Delivering Dashboards as Code: An Illustrative Case Study Using dbt and Preset

Shreesham Mukherjee

Preset offers a rich UI from which you can manage your databases, datasets, charts, dashboards, and more, allowing technical and non-technical users to build assets and find the answers they need. There are times when you need more control over these assets — you want to manage them as code so you can benefit from version control systems, code review, continuous deployments, and more.

In a series of recent posts, our engineer Beto Dealmeida showcased the workflow of managing Superset database connections, datasets, charts, and dashboards as code:

In this post I’ll be sharing an illustrative use case in using your Preset dashboards built off of dbt resources and how to manage these assets in source control as part of the software development lifecycle in the hope that it can be a helpful reference for users of both Apache Superset and Preset Cloud!

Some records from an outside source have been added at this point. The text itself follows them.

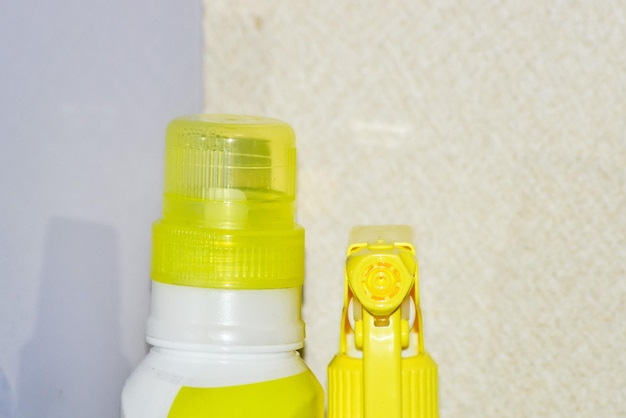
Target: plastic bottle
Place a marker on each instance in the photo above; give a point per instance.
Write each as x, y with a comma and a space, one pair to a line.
227, 270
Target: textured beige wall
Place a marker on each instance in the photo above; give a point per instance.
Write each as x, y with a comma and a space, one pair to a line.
498, 131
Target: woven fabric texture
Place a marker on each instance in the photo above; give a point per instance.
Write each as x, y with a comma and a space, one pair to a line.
497, 130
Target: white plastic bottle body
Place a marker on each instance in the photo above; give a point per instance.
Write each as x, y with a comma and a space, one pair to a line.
240, 343
155, 384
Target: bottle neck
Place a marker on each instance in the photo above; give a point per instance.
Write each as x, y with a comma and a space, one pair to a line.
225, 321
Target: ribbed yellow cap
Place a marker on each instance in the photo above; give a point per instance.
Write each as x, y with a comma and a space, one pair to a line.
228, 205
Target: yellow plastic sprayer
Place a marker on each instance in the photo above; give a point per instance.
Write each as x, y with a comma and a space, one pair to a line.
382, 369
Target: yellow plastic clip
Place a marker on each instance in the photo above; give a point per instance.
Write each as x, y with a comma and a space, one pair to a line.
382, 369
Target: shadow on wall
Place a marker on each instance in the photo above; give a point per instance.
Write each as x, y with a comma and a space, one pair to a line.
6, 406
73, 366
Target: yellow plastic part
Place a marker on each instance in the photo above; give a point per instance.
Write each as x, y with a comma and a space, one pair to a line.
299, 396
228, 205
382, 368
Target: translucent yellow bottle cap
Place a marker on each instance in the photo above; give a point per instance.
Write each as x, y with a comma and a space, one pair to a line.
228, 205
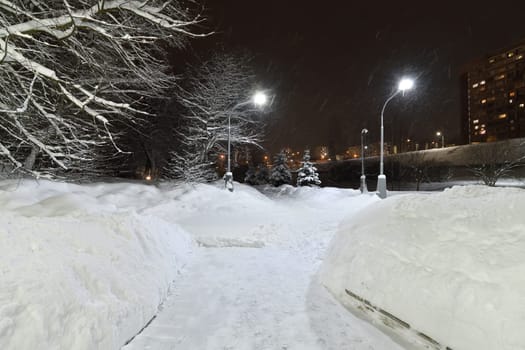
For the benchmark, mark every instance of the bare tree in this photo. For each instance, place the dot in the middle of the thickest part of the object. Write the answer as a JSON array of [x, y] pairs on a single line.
[[492, 161], [218, 89], [73, 71]]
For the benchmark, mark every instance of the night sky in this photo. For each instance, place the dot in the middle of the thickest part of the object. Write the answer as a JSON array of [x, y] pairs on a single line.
[[332, 64]]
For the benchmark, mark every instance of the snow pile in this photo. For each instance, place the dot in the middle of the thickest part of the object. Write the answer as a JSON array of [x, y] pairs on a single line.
[[83, 267], [450, 264]]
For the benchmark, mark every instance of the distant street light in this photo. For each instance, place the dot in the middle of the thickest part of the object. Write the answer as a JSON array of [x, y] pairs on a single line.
[[259, 99], [363, 176], [439, 133], [404, 85]]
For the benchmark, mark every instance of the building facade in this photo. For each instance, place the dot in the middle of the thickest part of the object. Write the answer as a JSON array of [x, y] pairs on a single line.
[[493, 94]]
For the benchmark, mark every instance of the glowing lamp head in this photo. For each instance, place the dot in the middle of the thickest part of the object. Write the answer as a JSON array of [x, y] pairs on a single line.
[[260, 99], [406, 84]]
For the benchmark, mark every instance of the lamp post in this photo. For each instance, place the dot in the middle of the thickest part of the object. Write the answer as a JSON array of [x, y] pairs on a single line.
[[259, 99], [439, 133], [363, 176], [404, 85]]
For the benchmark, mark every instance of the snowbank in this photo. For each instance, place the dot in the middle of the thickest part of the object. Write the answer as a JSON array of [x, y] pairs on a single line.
[[83, 267], [450, 264]]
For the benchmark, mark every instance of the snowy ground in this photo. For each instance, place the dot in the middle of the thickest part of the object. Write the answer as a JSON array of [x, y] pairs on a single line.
[[86, 267], [451, 264], [253, 283]]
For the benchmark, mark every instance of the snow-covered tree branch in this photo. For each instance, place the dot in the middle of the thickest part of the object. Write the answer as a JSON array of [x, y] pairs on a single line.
[[71, 71], [220, 88]]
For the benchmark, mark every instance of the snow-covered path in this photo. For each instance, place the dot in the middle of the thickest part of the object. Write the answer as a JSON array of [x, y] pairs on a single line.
[[255, 298], [259, 298]]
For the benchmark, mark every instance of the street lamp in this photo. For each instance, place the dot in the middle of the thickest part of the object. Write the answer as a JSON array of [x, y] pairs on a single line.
[[363, 176], [439, 133], [259, 99], [404, 85]]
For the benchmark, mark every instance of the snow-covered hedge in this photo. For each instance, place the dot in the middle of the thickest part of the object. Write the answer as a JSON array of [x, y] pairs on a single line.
[[451, 264]]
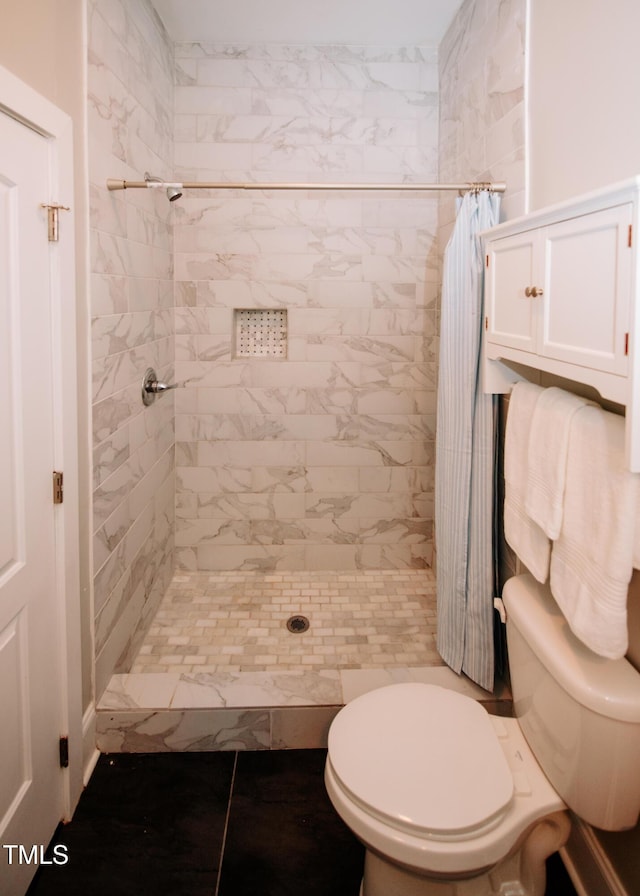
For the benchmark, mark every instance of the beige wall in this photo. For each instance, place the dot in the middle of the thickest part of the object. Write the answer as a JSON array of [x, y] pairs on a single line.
[[584, 75], [43, 43]]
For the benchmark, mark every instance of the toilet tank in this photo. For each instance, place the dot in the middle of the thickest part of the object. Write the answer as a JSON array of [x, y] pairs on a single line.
[[579, 712]]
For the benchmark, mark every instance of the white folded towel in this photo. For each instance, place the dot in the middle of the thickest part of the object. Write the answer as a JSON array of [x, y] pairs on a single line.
[[548, 441], [592, 559], [523, 535]]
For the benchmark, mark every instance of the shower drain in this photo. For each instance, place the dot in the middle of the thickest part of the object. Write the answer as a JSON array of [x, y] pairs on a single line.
[[297, 624]]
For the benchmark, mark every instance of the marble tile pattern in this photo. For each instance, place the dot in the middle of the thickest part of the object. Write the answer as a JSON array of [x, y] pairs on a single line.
[[323, 459], [482, 103], [277, 703], [235, 621], [130, 126]]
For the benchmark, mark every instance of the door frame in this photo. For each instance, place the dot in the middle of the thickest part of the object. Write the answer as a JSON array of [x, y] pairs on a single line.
[[23, 103]]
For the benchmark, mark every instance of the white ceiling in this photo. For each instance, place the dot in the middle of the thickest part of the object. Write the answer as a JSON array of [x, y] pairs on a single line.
[[359, 22]]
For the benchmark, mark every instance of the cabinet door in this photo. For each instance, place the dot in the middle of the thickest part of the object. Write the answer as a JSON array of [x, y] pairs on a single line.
[[511, 314], [587, 290]]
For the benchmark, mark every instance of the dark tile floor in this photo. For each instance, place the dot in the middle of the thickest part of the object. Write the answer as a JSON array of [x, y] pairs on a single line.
[[211, 824]]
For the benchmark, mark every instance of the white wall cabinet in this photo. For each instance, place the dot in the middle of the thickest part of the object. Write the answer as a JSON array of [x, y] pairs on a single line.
[[561, 296]]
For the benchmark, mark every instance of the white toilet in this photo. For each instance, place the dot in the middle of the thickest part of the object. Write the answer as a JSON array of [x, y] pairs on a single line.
[[451, 801]]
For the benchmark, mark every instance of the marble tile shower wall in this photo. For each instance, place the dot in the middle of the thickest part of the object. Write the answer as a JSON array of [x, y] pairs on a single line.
[[482, 102], [322, 459], [130, 123]]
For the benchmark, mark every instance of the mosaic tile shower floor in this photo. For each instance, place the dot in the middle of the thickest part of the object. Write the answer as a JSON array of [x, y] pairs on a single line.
[[236, 622]]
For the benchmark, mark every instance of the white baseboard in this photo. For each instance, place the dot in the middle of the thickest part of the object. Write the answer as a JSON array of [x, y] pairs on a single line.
[[90, 753], [588, 865]]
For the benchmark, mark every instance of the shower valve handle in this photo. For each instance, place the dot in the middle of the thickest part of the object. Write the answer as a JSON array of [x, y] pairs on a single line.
[[151, 386]]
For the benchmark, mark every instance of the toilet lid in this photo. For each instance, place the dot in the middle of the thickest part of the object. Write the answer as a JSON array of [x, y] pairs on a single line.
[[423, 758]]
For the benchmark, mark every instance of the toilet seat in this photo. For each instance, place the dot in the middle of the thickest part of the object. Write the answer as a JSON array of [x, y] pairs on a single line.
[[386, 827], [422, 759]]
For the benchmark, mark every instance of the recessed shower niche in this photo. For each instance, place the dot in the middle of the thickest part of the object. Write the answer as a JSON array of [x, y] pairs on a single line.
[[260, 332]]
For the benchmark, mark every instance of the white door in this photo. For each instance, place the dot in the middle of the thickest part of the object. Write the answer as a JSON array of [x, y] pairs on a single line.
[[31, 783]]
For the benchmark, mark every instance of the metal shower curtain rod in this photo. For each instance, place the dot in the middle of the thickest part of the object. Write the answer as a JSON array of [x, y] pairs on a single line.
[[114, 184]]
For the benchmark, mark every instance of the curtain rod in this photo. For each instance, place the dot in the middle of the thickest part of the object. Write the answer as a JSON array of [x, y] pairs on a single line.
[[113, 184]]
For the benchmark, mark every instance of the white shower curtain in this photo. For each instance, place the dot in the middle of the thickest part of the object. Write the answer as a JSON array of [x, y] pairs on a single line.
[[465, 454]]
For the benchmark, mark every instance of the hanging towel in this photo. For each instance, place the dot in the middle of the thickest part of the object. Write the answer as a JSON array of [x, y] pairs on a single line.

Dashboard Discovery vs Delivery

A popular bike-sharing system company is interested in creating dashboards for internal analysts with the goal of better understanding their customers:

  • What are the most popular stations?
    • Does this differ between subscribers and non-subscribers?
  • What time or days are customers most active?
  • How far does the average customer travel?
  • How long does the average customer keep a bike checked out?

The company ultimately wants the delivery of a dashboard that will contain the visualizations to answer the questions above to support the end goal of selling more subscriptions and optimizing their services for their heaviest users and locations.

Before the company can build, ship, and maintain a production quality data product (delivery) for their analyst team to rely on, they have to make decisions about what to build (discovery).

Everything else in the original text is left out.